Unemployed, estranged from his wife and children, Robert Hussein, 45, is a marked man. He has done the unspeakable in the Middle East; he has chosen Christianity over Islam, and the Islamic world seeks its revenge.

"From birth I have been a Muslim. I have known nothing else. [But] if I learn of another path and choose the new one, where have I gone wrong?" Robert frowns again, the wrinkles deepening with anguish: "What is my crime? What have I done? This is my home; this shouldn't be happening here. This is Kuwait."

The warm breeze turns warmer, a foretelling of the blazing summer to come, as Robert fingers his cross and ponders his dilemma.

U.S. government officials as diverse as Jesse Helms (R-N.C.) and Tom Daschle (D-S.Dak.) want answers, too. They want to know what crime Robert Hussein committed by embracing a different faith. Along with thirty other members of the U.S. Congress, they've directly questioned the Emir of Kuwait, who has failed to offer substantive answers. Two members of the British Parliament, Michael Allson and David Alton, also have expressed a growing interest in the case.

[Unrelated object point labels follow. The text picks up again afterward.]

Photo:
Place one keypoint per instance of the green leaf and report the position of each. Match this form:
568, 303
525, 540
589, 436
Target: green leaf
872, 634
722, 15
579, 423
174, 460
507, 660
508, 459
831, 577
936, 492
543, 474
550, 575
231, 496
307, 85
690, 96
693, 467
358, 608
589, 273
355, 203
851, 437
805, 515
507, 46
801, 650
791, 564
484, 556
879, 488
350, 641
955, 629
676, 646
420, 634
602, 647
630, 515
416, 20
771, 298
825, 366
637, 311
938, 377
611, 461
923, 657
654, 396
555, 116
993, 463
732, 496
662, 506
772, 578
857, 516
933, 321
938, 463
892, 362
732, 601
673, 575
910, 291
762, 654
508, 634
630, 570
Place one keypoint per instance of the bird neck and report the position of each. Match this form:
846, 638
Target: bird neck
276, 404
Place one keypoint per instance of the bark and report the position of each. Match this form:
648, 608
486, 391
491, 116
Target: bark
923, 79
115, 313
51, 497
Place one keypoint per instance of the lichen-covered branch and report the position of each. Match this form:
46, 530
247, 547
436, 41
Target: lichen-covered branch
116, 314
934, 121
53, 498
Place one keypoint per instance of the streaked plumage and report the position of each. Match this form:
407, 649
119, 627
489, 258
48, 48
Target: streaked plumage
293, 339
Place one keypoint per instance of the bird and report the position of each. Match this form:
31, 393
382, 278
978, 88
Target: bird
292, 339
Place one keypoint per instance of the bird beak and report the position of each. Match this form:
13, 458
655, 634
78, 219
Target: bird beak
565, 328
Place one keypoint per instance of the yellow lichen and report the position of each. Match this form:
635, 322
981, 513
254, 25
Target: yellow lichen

And a complicated case it seems to be, one quickly becoming a focal point for human rights in the Middle East, watched carefully by groups such as the Jubilee Campaign in Great Britain, the Rutherford Institute, and Amnesty International. Robert Hussein has been charged with apostasy, forsaking his religion. Under Kuwait's constitutional law that is not a capital crime; by Islamic law, he should be publicly stoned to death.

Truth and consequences

Kuwait, a hot, barren country still rebuilding from the Gulf War, has a history of moderate religious tolerance, at least when compared to Saudia Arabia, where tales of the arrest of clandestine Christian congregations are plentiful. The Anglican Church has at least two congregations in Ahmadi, in central Kuwait. The Evangelical Church has a sprawling compound near downtown Kuwait City. And a large Catholic church meets in the same area. According to one source, some 15 percent of Kuwaiti residents claim a faith other than Islam.

But, and this is where Robert Hussein's problems begin, Kuwait is a Muslim state, governed by a mixture of French and Islamic law. Islamists, strategic players in the resistance movement during the war, have grown in political strength. Two types of law exist in Kuwait: constitutional law and Islamic, with the constitution citing Islamic law as the main source but not the only source of law.